Menakar Keberhasilan Belajar Dari Rumah

Menutup Agustus, itu artinya telah lima bulan kegiatan Belajar Dari Rumah (BDR) dilaksanakan. Setelah melewati beberapa kali masa perpanjangan, hingga saat ini, BDR masih berlangsung di 57 persen sekolah yang berada di zona risiko sedang dan tinggi.

Membaca data yang dirilis WHO, sejak 2 Maret hingga 20 Agustus 2020, kasus terkonfirmasi positif covid-19 di Indonesia terus bertambah hingga mencapai 144.945 kasus. Untuk Aceh yang sempat di puji pusat, kini menunjukkan angka yang mengkhawatirkan. Berdasarkan data-data yang ada, BDR masih belum bisa diterawang kapan akan berakhir.

Jikapun Program Herd Immunity di luncurkan, yang artinya sekolah dibuka, bukan berarti masalah selesai, karena terbatasnya ruang gerak aktivitas belajar, adanya pembatasan-pembatasan yang membuat proses belajar tidak maksimal.  

BDR telah membuka seribu cerita ke publik tentang kondisi pendidikan kita. Terlepas bahwa sebelum BDR, pendidikan kita juga masih belum mengembirakan. Orang tua jadi bisa menilai kualitas seorang guru—tak peduli bersertifikat atau tidak, guru jadi tau peran orang tua dalam pendidikan anak, dinas pendidikan diuji programnya, kepala sekolah ditantang inisiatifnya, dan siswa dituntut kemandirian belajarnya.

Dalam tulisan yang singkat ini, mari sejenak kita melihat kondisi pendidikan kita. Saya perlu menegaskan bahwa isi tulisan ini adalah sebuah pandangan, bukan penilaian. Sangat terbuka untuk menjadi bahan diskusi. Bahwa semua pihak perlu rendah diri untuk melihat sejauh mana peran dan tanggung jawab dalam pelaksanaan BDR.
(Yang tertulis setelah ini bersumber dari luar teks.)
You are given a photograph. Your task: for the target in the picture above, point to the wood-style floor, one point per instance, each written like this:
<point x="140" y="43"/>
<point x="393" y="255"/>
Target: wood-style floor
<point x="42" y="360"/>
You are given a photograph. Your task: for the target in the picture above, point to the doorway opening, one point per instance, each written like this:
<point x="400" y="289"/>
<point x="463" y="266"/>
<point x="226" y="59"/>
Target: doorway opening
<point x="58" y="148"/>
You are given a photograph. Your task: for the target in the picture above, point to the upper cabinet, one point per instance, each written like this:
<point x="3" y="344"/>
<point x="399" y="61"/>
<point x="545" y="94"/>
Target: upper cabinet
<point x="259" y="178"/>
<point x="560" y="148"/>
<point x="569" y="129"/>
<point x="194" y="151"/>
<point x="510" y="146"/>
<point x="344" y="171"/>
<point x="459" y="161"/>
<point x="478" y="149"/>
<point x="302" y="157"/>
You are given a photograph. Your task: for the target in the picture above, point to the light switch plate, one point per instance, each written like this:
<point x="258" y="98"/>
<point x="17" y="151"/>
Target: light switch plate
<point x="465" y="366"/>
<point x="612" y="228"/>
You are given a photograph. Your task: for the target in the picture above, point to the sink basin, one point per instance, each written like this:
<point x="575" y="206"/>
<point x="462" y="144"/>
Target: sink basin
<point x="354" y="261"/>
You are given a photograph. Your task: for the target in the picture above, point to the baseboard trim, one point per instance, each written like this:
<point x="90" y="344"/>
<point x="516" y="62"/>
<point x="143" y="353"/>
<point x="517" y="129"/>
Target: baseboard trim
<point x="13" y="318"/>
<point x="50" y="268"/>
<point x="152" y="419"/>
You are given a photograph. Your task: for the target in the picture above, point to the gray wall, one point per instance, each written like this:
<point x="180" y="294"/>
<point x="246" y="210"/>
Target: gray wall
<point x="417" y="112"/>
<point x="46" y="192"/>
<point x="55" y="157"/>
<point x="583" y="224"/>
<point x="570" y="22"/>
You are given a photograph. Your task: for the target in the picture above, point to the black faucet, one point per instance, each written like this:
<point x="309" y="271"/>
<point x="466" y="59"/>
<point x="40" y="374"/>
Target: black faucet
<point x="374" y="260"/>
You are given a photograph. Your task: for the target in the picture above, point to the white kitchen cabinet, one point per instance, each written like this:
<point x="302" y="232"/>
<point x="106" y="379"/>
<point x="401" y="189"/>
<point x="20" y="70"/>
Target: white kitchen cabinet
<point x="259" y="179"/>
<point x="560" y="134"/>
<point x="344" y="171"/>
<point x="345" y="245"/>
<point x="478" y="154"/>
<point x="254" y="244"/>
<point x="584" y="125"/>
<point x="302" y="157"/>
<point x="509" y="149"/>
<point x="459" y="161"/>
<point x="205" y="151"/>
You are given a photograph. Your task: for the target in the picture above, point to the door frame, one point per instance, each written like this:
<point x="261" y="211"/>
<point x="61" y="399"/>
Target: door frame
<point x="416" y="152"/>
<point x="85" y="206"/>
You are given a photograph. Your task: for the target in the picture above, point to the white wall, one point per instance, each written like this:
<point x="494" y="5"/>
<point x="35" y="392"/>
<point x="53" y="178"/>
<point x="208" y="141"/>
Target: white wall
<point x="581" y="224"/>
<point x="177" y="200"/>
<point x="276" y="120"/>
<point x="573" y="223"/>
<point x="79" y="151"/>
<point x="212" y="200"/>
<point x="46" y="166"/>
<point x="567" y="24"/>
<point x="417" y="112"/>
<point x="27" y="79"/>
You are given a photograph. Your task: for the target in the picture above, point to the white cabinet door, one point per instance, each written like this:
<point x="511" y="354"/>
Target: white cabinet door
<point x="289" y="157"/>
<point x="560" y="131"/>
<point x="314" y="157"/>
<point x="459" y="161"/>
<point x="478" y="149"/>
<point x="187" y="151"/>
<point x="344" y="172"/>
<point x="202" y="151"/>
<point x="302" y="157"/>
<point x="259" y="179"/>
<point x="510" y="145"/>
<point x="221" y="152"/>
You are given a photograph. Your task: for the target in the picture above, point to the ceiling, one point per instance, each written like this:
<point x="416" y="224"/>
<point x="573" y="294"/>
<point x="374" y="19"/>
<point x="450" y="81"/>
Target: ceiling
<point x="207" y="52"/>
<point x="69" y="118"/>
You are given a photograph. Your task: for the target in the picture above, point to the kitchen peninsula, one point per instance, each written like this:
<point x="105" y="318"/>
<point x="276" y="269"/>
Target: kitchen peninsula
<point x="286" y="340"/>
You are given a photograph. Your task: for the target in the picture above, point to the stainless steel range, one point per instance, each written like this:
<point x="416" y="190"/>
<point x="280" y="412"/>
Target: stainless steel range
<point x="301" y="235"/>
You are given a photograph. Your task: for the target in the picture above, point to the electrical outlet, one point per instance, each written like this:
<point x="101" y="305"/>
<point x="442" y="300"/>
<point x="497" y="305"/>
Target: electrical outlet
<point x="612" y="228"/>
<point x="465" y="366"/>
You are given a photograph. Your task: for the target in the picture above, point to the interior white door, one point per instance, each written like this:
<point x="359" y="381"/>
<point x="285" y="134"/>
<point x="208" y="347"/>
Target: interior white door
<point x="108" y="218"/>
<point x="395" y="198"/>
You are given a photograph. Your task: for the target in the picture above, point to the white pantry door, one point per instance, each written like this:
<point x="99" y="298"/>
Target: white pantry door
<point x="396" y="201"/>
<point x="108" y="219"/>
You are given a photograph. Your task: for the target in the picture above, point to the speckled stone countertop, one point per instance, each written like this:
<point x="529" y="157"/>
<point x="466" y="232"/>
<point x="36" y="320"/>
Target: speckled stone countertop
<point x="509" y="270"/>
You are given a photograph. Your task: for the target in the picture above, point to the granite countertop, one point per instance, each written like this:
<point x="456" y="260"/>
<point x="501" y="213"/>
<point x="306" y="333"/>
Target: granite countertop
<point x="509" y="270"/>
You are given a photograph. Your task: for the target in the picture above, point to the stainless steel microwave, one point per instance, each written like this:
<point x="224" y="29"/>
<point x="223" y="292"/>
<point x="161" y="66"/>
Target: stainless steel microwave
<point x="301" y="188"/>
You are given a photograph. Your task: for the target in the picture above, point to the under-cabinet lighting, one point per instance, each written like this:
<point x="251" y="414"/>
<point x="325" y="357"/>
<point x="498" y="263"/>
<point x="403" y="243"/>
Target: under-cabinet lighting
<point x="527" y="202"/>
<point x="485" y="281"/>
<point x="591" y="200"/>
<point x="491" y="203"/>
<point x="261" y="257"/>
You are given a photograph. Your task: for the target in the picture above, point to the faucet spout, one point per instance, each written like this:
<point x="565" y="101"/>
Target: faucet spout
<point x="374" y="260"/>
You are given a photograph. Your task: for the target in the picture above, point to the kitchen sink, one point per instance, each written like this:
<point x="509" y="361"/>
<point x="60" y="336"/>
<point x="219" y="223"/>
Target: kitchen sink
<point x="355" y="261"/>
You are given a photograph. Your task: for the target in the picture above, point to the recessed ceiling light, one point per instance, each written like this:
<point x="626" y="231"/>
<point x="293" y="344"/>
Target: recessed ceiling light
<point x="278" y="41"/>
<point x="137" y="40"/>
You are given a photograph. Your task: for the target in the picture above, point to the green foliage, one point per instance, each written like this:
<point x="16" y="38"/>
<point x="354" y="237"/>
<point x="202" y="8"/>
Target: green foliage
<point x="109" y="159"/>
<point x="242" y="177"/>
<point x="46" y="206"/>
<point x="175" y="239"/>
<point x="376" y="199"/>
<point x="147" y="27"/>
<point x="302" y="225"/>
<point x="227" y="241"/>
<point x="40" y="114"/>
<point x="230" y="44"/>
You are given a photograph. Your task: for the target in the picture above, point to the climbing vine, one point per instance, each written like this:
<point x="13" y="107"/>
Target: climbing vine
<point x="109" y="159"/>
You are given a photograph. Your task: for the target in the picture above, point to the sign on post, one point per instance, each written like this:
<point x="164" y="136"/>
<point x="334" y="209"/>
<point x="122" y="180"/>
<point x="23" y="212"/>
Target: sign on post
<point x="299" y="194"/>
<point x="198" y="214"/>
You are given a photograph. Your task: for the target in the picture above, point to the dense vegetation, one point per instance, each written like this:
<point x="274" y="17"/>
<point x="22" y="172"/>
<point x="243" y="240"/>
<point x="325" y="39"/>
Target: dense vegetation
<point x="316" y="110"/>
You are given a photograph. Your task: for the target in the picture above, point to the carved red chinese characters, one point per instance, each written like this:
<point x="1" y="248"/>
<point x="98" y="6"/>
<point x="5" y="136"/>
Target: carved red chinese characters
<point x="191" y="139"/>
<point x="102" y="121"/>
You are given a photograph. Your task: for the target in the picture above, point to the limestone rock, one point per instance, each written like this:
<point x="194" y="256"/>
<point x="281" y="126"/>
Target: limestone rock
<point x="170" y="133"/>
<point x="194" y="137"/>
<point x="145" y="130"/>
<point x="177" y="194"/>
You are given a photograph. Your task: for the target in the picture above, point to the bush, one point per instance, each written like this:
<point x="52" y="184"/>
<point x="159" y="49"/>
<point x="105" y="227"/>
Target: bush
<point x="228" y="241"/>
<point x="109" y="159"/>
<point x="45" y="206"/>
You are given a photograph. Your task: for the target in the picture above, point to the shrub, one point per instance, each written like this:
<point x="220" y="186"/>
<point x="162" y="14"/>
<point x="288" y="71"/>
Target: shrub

Sebagai lembaga tertinggi, dinas pendidikan adalah yang paling bertanggung jawab. Desain kegiatan pembekalan kemampuan digital guru, menjadi mutlak untuk dilakukan. Harus ada upaya yang masif dan berkelanjutan. Namun sayangnya, sejak Plt. Gubernur mengintruksikan BDR pada bulan maret lalu, belum ada kegiatan yang secara intens dilaksanakan—jika tidak mau disebut tidak ada. Kemampuan digital guru berpengaruh besar pada metode pembelajaran yang jika dilaksanakan secara daring di sekolah.

Bagaimana jika BDR dilakukan secara luring? Membuat modul belajar dengan target terciptanya suasana belajar yang menyenangkan, berkesan, dan tidak terbeban dengan target kurikulum, bukanlah perkara mudah. Apalagi jika selama ini, guru dan siswa tergantung dengan sumber belajar buku paket. Sehingga kemudian, apa yang berlaku dalam proses belajar? BDR adalah satu aktivitas yang dimana guru-guru memberikan tugas, dan siswa mengerjakan tugas-tugas itu. Parahnya, jika tugas yang diberikan berada pada Level Lower Order Thinking Skills (LOTS), atau dalam bahasa yang lain, hanya menjawab soal-soal dari buku paket. Begitukah pendidikan yang diharapkan pada masa BDR ini?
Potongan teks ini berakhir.